Ya no es Escobar, tampoco es Medellín ni menos Bush Padre o Reagan quienes desde Estados Unidos miran atentos la caída de los narcos. El tiempo ha pasado, el patrón fue abatido y ahora los objetivos de inteligencia, y de los fusiles, apuntan al Cartel de Cali y a los hermanos Rodríguez desde la mirada atenta del gobierno colombiano y norteamericano encabezado por el presidente Bill Clinton.

La tercera temporada de Narcos muestra una era noventera del mercado de cocaína mucho más sofisticada a lo que acostumbraba hacer Escobar. A diferencia de él, el dinero no es enterrado en sacos o lanzado a los ríos, el Cartel de Cali es una organización fina cuyos billetes son sutilmente lavados en negocios legales. De esta manera todo el dinero obtenido a costa de muertes y tráfico se puede ver invertido en una cadena de farmacias y hasta en un equipo de fútbol.

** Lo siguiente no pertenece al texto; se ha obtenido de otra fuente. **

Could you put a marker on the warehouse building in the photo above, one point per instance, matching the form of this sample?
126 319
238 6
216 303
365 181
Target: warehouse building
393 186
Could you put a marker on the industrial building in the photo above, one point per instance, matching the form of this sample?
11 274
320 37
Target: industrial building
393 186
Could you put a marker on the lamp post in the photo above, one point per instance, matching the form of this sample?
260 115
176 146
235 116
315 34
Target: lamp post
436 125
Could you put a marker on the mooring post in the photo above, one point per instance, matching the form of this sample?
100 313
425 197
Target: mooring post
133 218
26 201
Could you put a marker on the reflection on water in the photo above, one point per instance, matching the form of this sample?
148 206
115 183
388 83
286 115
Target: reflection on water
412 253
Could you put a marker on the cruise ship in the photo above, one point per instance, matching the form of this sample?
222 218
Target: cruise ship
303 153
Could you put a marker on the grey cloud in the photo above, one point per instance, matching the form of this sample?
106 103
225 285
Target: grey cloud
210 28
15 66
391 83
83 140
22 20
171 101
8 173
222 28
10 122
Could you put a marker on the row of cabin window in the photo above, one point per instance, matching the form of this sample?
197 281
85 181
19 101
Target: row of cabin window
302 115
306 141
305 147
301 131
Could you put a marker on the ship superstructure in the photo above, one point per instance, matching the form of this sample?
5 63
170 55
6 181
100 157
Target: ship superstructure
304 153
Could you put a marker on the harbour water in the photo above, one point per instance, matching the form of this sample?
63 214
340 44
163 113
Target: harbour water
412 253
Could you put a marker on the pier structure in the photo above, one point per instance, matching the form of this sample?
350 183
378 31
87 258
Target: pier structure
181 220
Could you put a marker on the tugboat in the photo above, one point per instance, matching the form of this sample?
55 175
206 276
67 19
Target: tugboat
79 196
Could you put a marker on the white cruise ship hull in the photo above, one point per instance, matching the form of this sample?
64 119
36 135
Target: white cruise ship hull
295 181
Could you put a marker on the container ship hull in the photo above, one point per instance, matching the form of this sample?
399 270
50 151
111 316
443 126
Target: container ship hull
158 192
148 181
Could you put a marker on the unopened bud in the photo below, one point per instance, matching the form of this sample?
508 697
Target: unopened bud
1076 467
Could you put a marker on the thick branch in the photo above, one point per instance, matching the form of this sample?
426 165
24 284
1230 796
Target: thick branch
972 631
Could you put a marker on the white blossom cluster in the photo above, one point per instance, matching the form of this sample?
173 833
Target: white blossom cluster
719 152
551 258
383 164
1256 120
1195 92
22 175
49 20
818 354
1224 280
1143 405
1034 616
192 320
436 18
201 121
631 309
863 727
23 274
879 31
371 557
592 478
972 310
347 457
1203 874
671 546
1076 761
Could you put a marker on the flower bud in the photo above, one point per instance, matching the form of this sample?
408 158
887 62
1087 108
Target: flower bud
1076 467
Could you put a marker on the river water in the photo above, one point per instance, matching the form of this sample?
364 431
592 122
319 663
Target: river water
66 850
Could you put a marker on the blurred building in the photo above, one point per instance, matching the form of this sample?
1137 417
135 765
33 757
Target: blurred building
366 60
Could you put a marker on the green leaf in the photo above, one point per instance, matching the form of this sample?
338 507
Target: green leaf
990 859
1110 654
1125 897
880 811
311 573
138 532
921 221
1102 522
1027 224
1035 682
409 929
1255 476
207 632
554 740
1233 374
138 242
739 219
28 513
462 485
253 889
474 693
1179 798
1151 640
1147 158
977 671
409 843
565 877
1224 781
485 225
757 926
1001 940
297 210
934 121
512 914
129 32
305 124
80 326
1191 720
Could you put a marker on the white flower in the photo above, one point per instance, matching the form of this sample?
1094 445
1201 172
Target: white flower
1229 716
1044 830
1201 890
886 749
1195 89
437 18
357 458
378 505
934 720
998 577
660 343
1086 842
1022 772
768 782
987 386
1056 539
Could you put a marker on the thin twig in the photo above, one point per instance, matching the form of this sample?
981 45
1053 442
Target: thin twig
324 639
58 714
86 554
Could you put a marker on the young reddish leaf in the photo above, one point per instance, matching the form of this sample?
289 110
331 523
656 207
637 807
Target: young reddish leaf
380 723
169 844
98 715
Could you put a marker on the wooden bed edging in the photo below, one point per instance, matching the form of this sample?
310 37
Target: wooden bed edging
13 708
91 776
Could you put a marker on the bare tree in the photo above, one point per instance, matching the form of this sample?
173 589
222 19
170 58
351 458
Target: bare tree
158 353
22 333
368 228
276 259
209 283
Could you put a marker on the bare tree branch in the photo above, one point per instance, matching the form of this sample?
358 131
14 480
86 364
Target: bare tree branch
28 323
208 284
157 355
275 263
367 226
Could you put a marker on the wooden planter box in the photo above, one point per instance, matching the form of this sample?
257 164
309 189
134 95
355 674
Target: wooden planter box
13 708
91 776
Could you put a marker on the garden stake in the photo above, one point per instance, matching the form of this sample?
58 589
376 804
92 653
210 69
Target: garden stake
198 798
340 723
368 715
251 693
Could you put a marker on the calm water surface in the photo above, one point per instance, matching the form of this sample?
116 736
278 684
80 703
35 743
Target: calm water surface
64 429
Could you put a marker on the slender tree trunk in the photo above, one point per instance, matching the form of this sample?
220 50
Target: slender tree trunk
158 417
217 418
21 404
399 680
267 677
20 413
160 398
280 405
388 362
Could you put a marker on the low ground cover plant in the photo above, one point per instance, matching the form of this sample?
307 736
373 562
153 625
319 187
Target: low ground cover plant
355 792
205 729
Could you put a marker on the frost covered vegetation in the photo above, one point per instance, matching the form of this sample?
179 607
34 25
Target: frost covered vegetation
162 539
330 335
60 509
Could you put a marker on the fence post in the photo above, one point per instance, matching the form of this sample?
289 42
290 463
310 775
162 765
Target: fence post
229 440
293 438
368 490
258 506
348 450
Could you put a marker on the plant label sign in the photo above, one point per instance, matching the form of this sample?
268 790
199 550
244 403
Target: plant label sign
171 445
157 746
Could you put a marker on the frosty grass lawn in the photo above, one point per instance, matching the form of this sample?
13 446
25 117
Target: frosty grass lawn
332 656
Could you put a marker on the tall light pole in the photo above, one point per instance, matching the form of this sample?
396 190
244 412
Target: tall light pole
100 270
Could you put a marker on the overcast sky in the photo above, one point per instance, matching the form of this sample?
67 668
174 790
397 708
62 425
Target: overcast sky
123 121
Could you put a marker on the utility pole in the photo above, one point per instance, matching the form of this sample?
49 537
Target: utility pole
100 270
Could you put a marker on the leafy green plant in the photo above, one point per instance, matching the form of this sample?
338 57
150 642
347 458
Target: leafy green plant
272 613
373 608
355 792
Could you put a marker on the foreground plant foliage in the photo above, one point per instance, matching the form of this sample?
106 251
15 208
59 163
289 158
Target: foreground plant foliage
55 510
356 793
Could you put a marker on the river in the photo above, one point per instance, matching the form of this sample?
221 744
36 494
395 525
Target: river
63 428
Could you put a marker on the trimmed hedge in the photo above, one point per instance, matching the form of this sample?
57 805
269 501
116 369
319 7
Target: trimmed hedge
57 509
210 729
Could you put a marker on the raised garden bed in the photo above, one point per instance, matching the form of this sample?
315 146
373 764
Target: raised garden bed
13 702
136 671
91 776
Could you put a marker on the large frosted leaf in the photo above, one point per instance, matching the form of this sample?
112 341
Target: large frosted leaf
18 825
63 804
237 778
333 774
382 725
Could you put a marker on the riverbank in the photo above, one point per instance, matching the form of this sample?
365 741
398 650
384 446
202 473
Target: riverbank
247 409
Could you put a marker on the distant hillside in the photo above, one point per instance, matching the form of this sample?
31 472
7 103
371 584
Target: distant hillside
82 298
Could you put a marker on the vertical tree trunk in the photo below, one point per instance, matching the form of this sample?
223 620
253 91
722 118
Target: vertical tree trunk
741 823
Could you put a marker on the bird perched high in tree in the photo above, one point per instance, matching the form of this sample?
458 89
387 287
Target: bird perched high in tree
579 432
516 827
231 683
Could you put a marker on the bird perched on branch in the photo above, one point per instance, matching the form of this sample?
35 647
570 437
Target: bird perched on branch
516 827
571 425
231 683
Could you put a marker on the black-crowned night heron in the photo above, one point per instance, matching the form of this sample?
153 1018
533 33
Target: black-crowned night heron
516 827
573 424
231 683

Los narcos ahora no son solo narcos, sino que parte de la clase empresarial de Colombia. Ahora son más los policías y políticos comprados, sus redes son más amplias y empiezan a mostrar los cimientos de internacionalización de las redes de droga lo que daría lógica a que en los próximos años veamos como esta historia sigue pero desde tierras mexicanas.